L’émergence en 2023 de ChatGPT et des LLM

La deuxième date clef et emblématique dans la progression de l’intelligence artificielle a été sans doute 2023 avec l’émergence de ChatGPT, qui a permis au grand public de mieux en mesurer l’efficacité, mais aussi les limites. Plus généralement, et au-delà de ChatGPT, les LLM (Large langage Model), à base de Transformers, et ayant bénéficiés d’un apprentissage se basant sur un très large corpus de textes (plusieurs milliards) dans de très nombreuses langues, font preuve de capacité étonnantes et assez généralistes (codage, génération de textes, traduction, …). L’année 2023 restera sans doute un marqueur dans la progression de l’IA comme 2012 l’a été avec la reconnaissance d’images.

Conclusions

Si les travaux de recherche remontent à plusieurs dizaines d’années, les réseaux de neurones virtuels et les algorithmes d’IA qui en découlent (machine Learning, Deep Leaning) n’ont acquis leur lettre de noblesse que très récemment (2012 et 2023). Ils sont cependant en très forte évolution dopés par une puissance de calcul sans cesse accrue, des algorithmes plus performants et des développements conceptuels (Transformers) encore à venir. L’IA va avoir, n’en doutons pas, une utilisation croissante dans de très nombreux domaines grand public et industriels.

4 commentaires

  1. Dos Reis dit :

    Article très bien documenté, précis et intéressant qui donne l’envie de s’intéresser de manière plus approfondie au sujet.
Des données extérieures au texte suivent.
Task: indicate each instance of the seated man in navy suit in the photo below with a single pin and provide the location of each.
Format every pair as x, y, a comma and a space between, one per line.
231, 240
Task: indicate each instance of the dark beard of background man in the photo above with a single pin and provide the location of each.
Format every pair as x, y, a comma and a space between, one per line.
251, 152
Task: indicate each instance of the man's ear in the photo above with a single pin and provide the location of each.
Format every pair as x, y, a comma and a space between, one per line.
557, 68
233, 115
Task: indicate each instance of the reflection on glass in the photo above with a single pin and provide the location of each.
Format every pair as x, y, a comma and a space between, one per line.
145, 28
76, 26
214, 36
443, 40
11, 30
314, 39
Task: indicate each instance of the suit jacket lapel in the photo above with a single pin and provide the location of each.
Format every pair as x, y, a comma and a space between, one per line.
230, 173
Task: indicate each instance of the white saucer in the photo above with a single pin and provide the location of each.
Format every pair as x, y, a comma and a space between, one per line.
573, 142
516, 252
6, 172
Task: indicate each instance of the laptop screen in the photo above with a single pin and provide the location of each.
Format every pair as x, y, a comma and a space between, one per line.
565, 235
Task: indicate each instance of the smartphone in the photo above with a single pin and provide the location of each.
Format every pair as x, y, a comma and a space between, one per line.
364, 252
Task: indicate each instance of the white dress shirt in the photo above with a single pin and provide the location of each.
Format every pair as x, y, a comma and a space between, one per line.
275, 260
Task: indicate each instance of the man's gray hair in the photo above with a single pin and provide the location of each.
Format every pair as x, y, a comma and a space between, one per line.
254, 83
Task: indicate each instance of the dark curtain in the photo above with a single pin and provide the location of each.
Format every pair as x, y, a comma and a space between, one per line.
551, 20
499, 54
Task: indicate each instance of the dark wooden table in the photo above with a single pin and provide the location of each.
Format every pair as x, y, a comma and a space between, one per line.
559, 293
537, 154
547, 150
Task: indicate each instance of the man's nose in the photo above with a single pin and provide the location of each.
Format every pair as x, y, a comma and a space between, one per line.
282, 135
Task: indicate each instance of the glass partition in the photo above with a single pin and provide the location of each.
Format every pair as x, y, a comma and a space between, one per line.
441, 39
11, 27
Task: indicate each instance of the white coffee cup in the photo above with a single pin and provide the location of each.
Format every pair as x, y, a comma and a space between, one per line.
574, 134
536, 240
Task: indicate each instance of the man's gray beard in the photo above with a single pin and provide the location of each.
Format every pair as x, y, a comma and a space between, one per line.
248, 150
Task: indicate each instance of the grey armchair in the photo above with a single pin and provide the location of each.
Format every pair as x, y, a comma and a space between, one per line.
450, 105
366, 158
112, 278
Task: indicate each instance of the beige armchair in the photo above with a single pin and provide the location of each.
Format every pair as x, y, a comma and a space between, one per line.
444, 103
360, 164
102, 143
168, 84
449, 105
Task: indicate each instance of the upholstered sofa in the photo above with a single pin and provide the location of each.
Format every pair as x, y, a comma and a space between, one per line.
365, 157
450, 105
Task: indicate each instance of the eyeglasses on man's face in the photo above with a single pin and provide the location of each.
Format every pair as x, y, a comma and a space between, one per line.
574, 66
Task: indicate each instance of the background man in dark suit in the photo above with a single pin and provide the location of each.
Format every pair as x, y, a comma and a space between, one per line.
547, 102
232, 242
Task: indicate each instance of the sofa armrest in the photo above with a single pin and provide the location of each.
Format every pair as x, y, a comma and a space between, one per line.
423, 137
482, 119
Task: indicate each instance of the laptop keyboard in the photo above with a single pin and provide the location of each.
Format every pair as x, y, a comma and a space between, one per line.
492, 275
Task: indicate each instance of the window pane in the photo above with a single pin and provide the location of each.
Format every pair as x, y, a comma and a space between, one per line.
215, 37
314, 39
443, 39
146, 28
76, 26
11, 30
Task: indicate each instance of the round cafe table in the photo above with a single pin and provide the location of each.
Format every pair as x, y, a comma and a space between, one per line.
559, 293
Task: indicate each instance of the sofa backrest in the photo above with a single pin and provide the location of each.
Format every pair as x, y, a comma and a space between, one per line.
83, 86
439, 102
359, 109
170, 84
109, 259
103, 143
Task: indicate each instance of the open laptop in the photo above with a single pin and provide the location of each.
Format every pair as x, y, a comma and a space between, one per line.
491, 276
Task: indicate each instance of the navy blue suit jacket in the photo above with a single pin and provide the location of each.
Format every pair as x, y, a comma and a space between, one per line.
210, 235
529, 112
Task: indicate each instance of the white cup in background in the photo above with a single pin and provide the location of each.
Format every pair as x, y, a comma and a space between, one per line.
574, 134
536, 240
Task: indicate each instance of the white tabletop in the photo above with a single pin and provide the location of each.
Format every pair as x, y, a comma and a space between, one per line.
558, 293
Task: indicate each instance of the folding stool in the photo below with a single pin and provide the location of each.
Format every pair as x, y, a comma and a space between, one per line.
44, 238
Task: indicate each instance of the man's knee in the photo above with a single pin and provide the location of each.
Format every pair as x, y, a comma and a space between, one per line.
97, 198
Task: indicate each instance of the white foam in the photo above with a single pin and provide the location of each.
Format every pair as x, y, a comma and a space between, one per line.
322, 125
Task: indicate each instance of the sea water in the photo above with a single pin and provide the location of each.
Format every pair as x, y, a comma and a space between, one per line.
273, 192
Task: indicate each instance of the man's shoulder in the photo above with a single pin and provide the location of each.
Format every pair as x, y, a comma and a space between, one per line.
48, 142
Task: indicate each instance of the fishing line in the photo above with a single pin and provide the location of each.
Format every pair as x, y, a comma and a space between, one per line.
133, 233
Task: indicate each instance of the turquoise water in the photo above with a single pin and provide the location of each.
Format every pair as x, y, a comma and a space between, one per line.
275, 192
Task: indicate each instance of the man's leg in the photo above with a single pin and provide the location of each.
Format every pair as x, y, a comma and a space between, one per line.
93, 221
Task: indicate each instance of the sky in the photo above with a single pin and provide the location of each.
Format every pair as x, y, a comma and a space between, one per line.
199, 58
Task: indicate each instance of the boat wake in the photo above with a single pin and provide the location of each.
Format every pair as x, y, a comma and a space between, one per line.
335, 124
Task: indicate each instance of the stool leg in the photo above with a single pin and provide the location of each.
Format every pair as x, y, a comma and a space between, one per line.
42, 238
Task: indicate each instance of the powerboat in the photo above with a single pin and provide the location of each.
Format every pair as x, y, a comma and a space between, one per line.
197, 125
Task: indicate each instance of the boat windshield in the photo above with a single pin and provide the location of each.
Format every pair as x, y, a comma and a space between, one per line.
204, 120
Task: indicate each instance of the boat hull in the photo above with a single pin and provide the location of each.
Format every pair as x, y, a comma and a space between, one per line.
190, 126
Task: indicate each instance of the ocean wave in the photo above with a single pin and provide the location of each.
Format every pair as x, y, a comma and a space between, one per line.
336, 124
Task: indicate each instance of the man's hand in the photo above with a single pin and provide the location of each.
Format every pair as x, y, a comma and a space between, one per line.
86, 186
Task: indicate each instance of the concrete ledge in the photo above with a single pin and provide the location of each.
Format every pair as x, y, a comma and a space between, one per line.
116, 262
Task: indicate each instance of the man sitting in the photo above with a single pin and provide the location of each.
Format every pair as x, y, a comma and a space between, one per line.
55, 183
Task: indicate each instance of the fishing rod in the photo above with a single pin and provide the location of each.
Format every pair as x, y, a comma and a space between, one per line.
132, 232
  2. Jean-Jacqui Boutet dit :

    Très bon article. Est-il trop tôt pour envisager que l’IA aura un jour une conscience de soi comme chez l’humain ? Merci.

    • Le CTIF dit :

      Bonjour Jean-Jacqui et merci de votre intérêt pour cet article sur l’IA, concepts et histoire sur MetalBlog. Très bonne question que vous posez là car si l’IA a conscience de soi, on peut penser qu’elle aurait également une volonté propre. Nous n’avons malheureusement pas la réponse.